Cardiovascular Center, Yokosuka Kyosai Hospital, 1-16 Yonegahama-dori, Yokosuka, Kanagawa 238-8558, Japan.
Int J Cardiovasc Imaging. 2012 Oct;28(7):1749-62. doi: 10.1007/s10554-011-9992-1. Epub 2011 Dec 7.
The efficacy of multidetector computed tomography (MDCT) for assessing coronary plaque composition has not been fully elucidated by comparison with histological findings. This study investigated the efficacy and limitations of CT density for identifying non-calcified lipid-rich plaque compared with histopathological findings. We studied 41 target lesions treated by directional coronary atherectomy in 41 patients with coronary artery disease who had non-calcified plaques detected by 16-slice MDCT before intervention. The lesions were histopathologically classified as lipid-rich or non-lipid-rich plaques, as well as according to the presence or absence of histopathological microcalcification. The mean CT density was determined in 5 regions of interest per slice and compared among the groups. The optimum cut-off value for identifying lipid-rich plaque was determined by receiver operating characteristic (ROC) analysis using histological findings for reference. Eighteen lesions were histopathologically classified as lipid-rich (5 with microcalcification and 13 without it) and 23 lesions were non-lipid-rich (8 with microcalcification and 15 without it). The mean CT density was significantly lower for lipid-rich plaque without microcalcification compared with other plaque types (P = 0.0001). ROC analysis revealed that the optimum cut-off value for distinguishing lipid-rich from non-lipid-rich plaque without microcalcification was 50 HU (sensitivity: 92.3%; specificity: 93.3%). Histopathological microcalcification had a marked influence on the plaque CT density. Sixteen-slice MDCT can identify lipid-rich plaque by a low CT density. However, high CT density dose not exclude the possibility of lipid-rich plaque, and combined morphological assessment is necessary to differentiate plaque components.

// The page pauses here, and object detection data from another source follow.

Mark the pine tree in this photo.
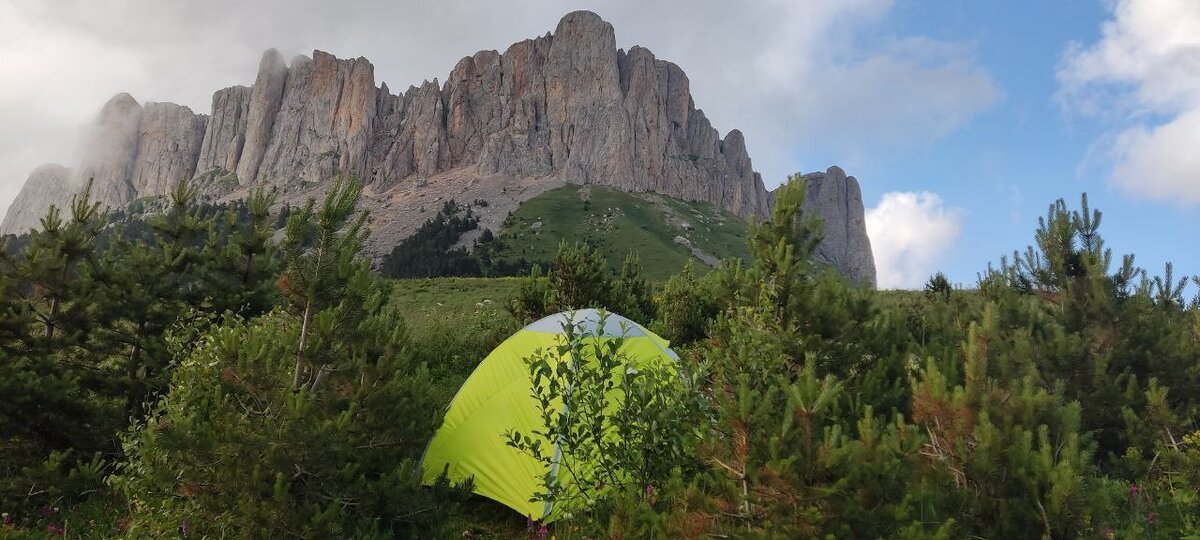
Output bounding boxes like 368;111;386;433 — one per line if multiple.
204;187;280;316
280;176;368;391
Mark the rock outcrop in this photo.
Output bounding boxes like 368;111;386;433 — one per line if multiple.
2;11;769;225
0;163;73;234
804;167;875;287
0;11;875;276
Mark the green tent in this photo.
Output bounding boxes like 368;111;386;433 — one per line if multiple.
421;310;678;522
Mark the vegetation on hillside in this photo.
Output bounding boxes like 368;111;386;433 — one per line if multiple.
379;185;748;281
0;172;1200;539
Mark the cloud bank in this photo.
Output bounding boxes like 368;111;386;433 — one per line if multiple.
0;0;998;217
1057;0;1200;204
866;191;964;289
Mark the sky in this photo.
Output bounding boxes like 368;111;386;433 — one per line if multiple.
0;0;1200;288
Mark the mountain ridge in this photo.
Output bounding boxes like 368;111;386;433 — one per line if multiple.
0;11;873;286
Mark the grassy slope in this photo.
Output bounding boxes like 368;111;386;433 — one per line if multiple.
487;185;746;280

多排螺旋 CT(MDCT)在评估冠状动脉斑块组成方面的疗效尚未通过与组织学发现进行比较而得到充分阐明。本研究通过与组织病理学发现进行比较,调查了 CT 密度在识别非钙化富含脂质斑块方面的功效和局限性。我们研究了 41 例接受经皮冠状动脉腔内血管成形术治疗的病变,这些病变是在介入前通过 16 层 MDCT 检测到的 41 例冠心病患者的非钙化斑块。这些病变根据组织病理学将富含脂质或非富含脂质斑块,以及有无组织病理学微钙化进行分类。确定每个切片 5 个感兴趣区的平均 CT 密度,并在组间进行比较。使用组织学发现作为参考,通过接收者操作特征(ROC)分析确定识别富含脂质斑块的最佳截断值。18 个病变被组织病理学分类为富含脂质(5 个有微钙化,13 个没有),23 个病变为非富含脂质(8 个有微钙化,15 个没有)。无微钙化的富含脂质斑块的平均 CT 密度明显低于其他斑块类型(P = 0.0001)。ROC 分析显示,区分无微钙化的富含脂质和非富含脂质斑块的最佳截断值为 50 HU(敏感性:92.3%;特异性:93.3%)。组织学微钙化对斑块 CT 密度有显著影响。16 层 MDCT 可以通过低 CT 密度识别富含脂质的斑块。然而,高 CT 密度并不能排除富含脂质斑块的可能性,需要结合形态学评估来区分斑块成分。